Es ist nicht zu beanstanden, daß das FG ein Arbeitsverhältnis zwischen der Steuerpflichtigen und den einzelnen Mitgliedern der Kapelle bejaht hat. Wie das FG unter Anführung der einschlägigen Rechtsprechung dargelegt hat, hat der BFH dort, wo der Inhaber eines Gewerbebetriebs den Gästen seines Betriebs Unterhaltung durch Musik bietet, in aller Regel ein Arbeitsverhältnis zwischen dem Inhaber und den Mitgliedern der von ihm beschäftigten Musikkapelle angenommen und eine Ausnahme nur dann bejaht, wenn es sich um fest organisierte Musikkapellen mit einem bekannten Namen handelt, die für den Gaststätteninhaber nur von Fall zu Fall tätig sind und gewissermaßen neben ihm auftreten. Dieser Rechtsprechung ist das FG gefolgt. Wenn es auf Grund des von ihm festgestellten Sachverhalts zu dem Ergebnis gekommen ist, daß ein Arbeitsverhältnis vorgelegen hat, so handelt es sich um eine Beweiswürdigung, wie sie gerade dem FG als Tatsacheninstanz obliegt und den BFH als Revisionsinstanz grundsätzlich bindet (vgl. § 118 Abs. 2 FGO). Daß das FG bei seiner Würdigung die Denkgesetze verletzt oder gegen Erfahrungssätze verstoßen hätte, ist weder dargetan noch sonst aus dem Akteninhalt zu ersehen.
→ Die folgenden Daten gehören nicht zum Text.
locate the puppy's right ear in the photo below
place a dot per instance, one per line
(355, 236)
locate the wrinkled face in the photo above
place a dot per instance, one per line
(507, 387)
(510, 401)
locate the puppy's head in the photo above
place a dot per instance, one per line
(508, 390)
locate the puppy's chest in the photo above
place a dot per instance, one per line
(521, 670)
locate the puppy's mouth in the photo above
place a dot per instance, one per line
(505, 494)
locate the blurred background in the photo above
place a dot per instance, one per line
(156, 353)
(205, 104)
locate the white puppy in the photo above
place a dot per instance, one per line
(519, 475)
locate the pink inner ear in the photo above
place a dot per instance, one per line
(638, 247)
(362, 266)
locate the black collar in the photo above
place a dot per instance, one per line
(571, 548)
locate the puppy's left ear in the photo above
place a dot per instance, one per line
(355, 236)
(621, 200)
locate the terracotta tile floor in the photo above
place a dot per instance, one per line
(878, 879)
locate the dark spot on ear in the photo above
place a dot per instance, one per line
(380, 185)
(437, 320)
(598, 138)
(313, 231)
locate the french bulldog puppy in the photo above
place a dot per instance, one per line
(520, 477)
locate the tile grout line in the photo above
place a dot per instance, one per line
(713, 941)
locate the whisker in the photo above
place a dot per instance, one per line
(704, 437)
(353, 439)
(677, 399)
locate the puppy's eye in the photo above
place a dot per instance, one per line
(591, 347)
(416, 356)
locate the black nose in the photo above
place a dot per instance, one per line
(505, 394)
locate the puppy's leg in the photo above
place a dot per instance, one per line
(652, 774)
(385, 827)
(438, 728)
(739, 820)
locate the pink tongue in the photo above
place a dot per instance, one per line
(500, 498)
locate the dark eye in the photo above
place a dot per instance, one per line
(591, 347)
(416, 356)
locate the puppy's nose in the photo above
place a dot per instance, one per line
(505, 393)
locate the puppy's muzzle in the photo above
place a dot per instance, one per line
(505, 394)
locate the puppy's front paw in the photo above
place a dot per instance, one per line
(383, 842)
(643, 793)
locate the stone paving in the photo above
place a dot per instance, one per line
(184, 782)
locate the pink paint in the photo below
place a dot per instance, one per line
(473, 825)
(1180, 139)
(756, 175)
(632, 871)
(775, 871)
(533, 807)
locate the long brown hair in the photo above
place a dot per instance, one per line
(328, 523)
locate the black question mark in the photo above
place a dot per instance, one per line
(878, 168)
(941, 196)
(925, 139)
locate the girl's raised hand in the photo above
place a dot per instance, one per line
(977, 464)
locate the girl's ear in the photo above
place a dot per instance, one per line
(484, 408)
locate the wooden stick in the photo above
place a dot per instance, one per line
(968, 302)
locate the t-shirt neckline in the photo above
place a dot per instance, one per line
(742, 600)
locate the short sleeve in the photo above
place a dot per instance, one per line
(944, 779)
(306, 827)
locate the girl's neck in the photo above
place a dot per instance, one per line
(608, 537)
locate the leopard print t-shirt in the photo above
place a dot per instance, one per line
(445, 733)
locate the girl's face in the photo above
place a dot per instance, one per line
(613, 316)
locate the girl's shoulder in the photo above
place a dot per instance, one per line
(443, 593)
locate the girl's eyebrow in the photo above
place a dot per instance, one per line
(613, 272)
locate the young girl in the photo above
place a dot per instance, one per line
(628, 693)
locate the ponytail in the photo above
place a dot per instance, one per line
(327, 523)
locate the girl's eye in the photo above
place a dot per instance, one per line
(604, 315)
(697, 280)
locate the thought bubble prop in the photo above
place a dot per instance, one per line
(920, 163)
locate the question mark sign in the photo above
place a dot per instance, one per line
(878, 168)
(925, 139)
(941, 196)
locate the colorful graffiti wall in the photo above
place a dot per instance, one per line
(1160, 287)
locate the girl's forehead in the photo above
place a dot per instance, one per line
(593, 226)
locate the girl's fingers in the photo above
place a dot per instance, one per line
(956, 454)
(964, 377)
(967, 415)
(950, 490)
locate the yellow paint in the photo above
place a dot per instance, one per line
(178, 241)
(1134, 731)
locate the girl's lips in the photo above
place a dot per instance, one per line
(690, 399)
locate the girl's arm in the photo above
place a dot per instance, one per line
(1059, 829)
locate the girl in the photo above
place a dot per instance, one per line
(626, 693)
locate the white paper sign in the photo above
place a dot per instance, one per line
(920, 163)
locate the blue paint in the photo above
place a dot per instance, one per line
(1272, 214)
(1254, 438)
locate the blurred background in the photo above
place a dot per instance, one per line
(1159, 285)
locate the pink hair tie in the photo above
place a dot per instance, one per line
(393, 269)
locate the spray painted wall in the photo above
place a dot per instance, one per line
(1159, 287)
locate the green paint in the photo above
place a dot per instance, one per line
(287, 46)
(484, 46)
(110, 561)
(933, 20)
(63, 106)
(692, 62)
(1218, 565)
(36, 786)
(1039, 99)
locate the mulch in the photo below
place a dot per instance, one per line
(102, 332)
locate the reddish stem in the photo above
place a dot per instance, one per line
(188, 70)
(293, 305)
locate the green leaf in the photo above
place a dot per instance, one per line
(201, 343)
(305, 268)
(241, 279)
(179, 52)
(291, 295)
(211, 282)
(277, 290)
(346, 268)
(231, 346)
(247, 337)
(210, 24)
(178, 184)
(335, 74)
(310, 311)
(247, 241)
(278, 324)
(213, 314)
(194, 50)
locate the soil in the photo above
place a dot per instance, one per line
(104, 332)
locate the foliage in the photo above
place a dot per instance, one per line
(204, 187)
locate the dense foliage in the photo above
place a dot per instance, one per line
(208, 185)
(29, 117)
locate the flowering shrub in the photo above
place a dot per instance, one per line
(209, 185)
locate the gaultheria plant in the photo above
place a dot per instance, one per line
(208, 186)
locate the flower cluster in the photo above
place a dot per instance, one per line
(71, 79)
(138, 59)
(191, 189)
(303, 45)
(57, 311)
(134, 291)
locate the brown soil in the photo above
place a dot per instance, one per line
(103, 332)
Entgegen der Ansicht der Steuerpflichtigen kann dem FG nicht vorgehalten werden, daß es sich mit der Stellung des als Zeugen vernommenen Kapellmeisters A nicht auseinandergesetzt hätte. Denn es hat eingehend dargetan, daß und warum es diesen nicht als Unternehmer und damit nicht als Arbeitgeber der übrigen Mitglieder der Kapelle betrachtet.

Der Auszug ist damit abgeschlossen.